Саспыга - Шаинян Карина Сергеевна
Откуда ты знаешь, ты же свалил до того, как пропажу обнаружили, хочу сказать я, но не говорю. Только ругани с пьяным Генкой не хватало. На подробности мы не смотрим — такие правила.
— Гена, ты о чем? Я вообще на базу не заезжала.
Видно, ничего, кроме усталости, на моем лице нет. Генка успокаивается и машет рукой:
— Да так, посрались с Аркадьевной маленько, обычное дело… Кружку давай?
— Не-е-е, спасибо… я бы уже спать пошла, укаталась, — совершенно честно — наконец-то — отвечаю я, и Санька, наклонившись ко мне, негромко спрашивает:
— Тебе коня расседлать?
— О, спасибо! — радуюсь я. — А палатку поставить сможешь? Пожалуйста…

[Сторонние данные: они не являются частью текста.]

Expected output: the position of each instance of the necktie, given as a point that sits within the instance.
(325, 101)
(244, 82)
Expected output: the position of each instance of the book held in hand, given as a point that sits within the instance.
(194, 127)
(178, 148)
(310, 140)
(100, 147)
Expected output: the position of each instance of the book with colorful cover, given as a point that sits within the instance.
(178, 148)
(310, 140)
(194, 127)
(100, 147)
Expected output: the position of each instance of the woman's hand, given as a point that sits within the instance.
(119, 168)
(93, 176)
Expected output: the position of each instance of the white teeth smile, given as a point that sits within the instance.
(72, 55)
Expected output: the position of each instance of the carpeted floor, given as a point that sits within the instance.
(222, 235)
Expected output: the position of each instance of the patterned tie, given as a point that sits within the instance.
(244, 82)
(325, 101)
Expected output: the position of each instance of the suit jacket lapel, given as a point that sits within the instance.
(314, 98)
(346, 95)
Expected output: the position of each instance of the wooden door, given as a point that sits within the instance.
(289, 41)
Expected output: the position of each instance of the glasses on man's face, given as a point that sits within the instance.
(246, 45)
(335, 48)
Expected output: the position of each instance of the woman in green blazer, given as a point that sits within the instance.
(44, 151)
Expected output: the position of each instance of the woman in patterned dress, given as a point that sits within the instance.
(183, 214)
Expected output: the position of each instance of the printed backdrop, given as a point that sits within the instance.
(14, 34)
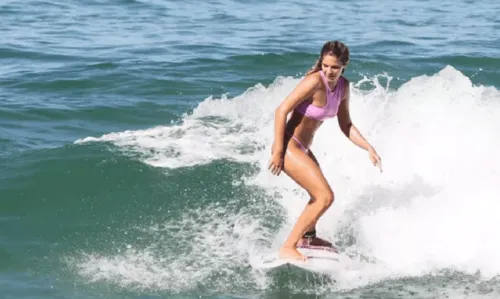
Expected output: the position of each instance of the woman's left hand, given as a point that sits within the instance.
(374, 157)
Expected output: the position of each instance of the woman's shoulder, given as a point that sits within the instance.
(346, 81)
(314, 79)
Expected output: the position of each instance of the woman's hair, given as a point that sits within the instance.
(335, 48)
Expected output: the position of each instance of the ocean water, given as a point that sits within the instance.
(135, 136)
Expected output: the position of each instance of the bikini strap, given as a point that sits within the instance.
(324, 80)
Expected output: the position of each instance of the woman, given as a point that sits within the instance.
(322, 94)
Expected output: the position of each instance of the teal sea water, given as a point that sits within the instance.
(135, 136)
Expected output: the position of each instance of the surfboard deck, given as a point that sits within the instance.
(319, 259)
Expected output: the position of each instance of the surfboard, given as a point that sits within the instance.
(320, 259)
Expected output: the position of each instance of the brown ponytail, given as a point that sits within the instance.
(335, 48)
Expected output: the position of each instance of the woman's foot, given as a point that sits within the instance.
(314, 242)
(291, 253)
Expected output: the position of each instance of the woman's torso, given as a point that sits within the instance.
(303, 126)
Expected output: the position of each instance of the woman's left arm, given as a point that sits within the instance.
(351, 132)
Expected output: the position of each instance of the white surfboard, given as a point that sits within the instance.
(319, 259)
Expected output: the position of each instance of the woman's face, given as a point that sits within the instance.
(332, 67)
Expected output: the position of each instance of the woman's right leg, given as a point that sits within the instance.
(300, 167)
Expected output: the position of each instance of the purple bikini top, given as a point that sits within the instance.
(333, 99)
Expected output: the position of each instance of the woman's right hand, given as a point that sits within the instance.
(276, 162)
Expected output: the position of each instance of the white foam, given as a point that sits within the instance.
(435, 207)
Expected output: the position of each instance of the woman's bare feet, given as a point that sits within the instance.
(314, 242)
(291, 253)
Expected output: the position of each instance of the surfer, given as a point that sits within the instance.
(323, 93)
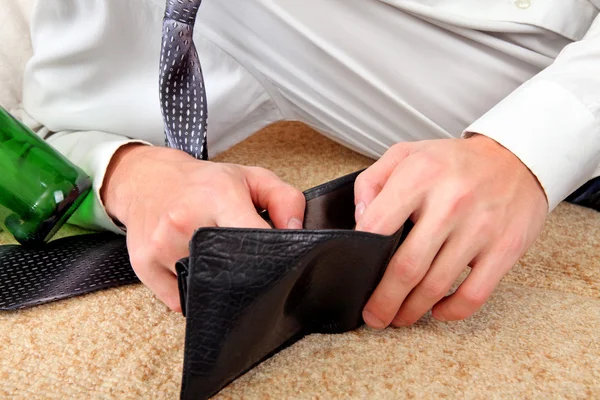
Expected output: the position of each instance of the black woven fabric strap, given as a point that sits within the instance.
(61, 269)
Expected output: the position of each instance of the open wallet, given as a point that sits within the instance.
(249, 293)
(246, 293)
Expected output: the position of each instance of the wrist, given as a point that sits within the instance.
(116, 191)
(507, 160)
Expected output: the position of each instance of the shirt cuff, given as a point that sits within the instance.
(550, 131)
(92, 212)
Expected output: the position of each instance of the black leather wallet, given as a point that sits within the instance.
(249, 293)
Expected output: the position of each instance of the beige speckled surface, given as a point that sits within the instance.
(539, 335)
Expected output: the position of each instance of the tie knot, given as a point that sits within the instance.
(182, 10)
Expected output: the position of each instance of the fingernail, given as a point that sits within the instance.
(399, 322)
(440, 318)
(360, 209)
(372, 320)
(294, 223)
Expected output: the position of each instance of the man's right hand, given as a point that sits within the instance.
(163, 195)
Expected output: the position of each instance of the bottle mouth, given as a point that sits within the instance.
(65, 207)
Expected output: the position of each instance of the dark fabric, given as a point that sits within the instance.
(248, 293)
(61, 269)
(182, 92)
(588, 195)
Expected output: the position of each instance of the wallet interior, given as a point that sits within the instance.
(249, 293)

— Тебе на старое место? — кисло спрашивает Санька, и я киваю и прижимаю руки к груди.
Он слегка прихрамывает, и это вызывает короткий приступ чувства вины: я совсем забыла о том, что он повредил ногу. Но как только доходит до дела, хромота пропадает, словно проваливается в забвение, да и пьяную неловкость снимает как рукой: движения становятся ладными и отточенными, как в танце. Мясо он тоже ловко разделывает, с неожиданной неприязнью думаю я. Украдкой поглядывая на Генку, мелкими глотками допиваю горячий чай. Ну и денек завтра будет…
Я кое-как расстилаю спальник, сдираю сапоги и сажусь у входа в палатку скрестив ноги. Я как будто плыву в миллиметре над опорой, но что-то в куртке мешает сесть ровно. Повозившись, из одного кармана вытаскиваю сигареты. Из другого — куклу. Казалось бы, пока я добиралась сюда, было время подумать, и ведь я была в ужасе, когда Аркадьевна дала мне этого пупса, и в ужасе выезжала с базы. Но, как только первый шок прошел, я впала в транс от ровного хода Караша и о кукле забыла. Поднималась с пустой до звона головой и такой же пустой — только ветер свистит — пересекала плато.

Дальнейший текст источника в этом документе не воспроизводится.